From your perspective, what are the principal issues for baby boomers caring for their increasingly dependent parents?
We’re going to see an explosion of the baby boomers in another ten or 15 years. What we are seeing now, building up to that, is baby boomers’ concern about their parents, wanting either assisted-living type of care, some independent living. They want their [parents] not to have to worry about taking care of a home, or shoveling snow, or maintaining the yard….[The continuum typically] is independent to assisted to nursing home [care]. They are the ones who in many cases are out ‘shopping’ for [care options]. Baby boomers typically go in and acquire a lot of information and make decisions based on all the facts that they can gather. So what we’re seeing is the pressure of wanting to get Mon and Dad into a facility that is high-quality and high-care. The other [market] segment is [aging adults who] want to stay at home. More and more people are looking to stay at home as opposed to coming into a facility, be it assisted living or a nursing home. So we’re seeing an ever-increasing demand on our home health services.

Is the assisted-living industry in Connecticut overbuilt – that is, has supply outpaced demand for assisted-living facilities?
Pretty much. What we find is that those organizations that offer a continuum of care are at full capacity. Our assisted-living [facilities] are full. We [feature] what is known as a ‘continuum of care.’ A patient can come into Ashlar Village — which is our retirement community — move from there to the assisted living, and from there to a nursing home, or into our acute medical hospital [on Masonicare’s Wallingford campus] or our behavioral-health center — basically without leaving the campus. From our standpoint, having that continuum of care, we are [at] full [capacity]. A lot of freestanding assisted-living facilities are the ones that are having most of the problems [filling capacity].
At what point typically does a patient need to transition from assisted living to a nursing home setting?

It will vary from patient to patient a little bit. But by and large, if an individual patient needs assistance with daily living — if we can provide, for example, a bath and some help with medications — that’s assisted living.
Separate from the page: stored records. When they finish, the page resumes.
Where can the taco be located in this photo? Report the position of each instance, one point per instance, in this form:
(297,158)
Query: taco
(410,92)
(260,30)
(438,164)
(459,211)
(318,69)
But if a [patient] needs to be physically transferred — moved from a bed to a wheelchair to the toilet to the dining room — and also needs help with medication on a continual basis, that’s where that [threshold is crossed] and you move that person over to nursing-home care.

The CEO of a public company has a very clear mission: to maximize shareholder value. Your job is different. How do you measure the output of your job performance as CEO of a non-profit?
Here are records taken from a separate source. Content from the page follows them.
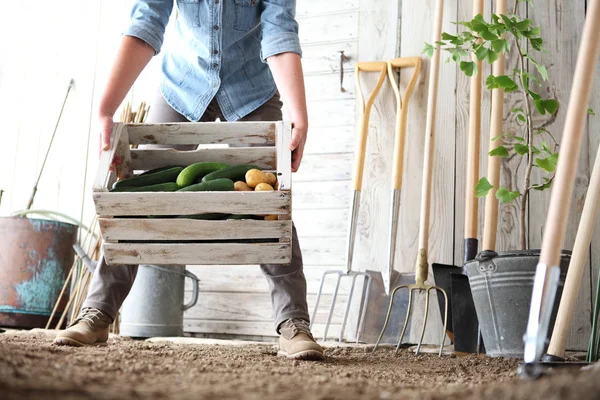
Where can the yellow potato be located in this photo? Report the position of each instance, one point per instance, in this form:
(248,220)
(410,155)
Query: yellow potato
(271,178)
(241,186)
(255,177)
(261,187)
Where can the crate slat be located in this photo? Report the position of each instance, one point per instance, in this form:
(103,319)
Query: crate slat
(197,253)
(110,204)
(143,159)
(114,229)
(238,133)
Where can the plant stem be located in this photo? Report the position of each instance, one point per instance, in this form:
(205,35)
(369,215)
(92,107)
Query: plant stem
(527,178)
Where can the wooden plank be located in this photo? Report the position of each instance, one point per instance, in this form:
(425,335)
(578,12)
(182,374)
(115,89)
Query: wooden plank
(563,40)
(417,27)
(321,195)
(187,203)
(324,167)
(330,140)
(312,7)
(238,133)
(318,58)
(143,159)
(328,27)
(197,253)
(114,229)
(331,113)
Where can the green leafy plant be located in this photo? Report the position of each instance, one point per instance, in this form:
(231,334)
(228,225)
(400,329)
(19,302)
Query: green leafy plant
(486,41)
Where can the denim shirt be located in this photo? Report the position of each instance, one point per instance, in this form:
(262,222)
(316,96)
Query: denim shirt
(219,50)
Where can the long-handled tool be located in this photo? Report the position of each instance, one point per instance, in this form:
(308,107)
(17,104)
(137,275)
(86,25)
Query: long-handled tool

Good question. You measure it based on the quality of the service that you bring, and the satisfaction of the residents and their families. We’re a big operation — we’re about a $145 million-a-year business with 2,500 employees. And we’re like an iceberg — you only see a portion of [the entire organization]. My job is judged on the quality of the services that we give, the satisfaction of the employees and the satisfaction of the patients. We have to run it like a business, but any [profit] dollars that may be made are just plowed right back into the quality of the services that we deliver.

What would you like people in the business community to know about Masonicare that they might not know now?

Number one, that the services we provide [encompass] a full range of programs. One of the things that many businesses don’t realize is that they have adult children who are coming to work and worrying about their parents. Programs such as our geriatric-assessment program, whereby an individual comes in and is assessed not just from a medical standpoint, but from a social standpoint, from [the perspective of] an occupational therapist. Is the person taking the right medications is one [factor]. Is the person really able to function in [his or her] own home independently? And if not independently, how can they stay in the home as independently as possible? Our Connecticut VNA has a memory-loss program that will help people in their home.

More generally, Masonicare is a resource that businesses can use to assist them in easing the burden of their adult-children or even their senior employees and their spouses.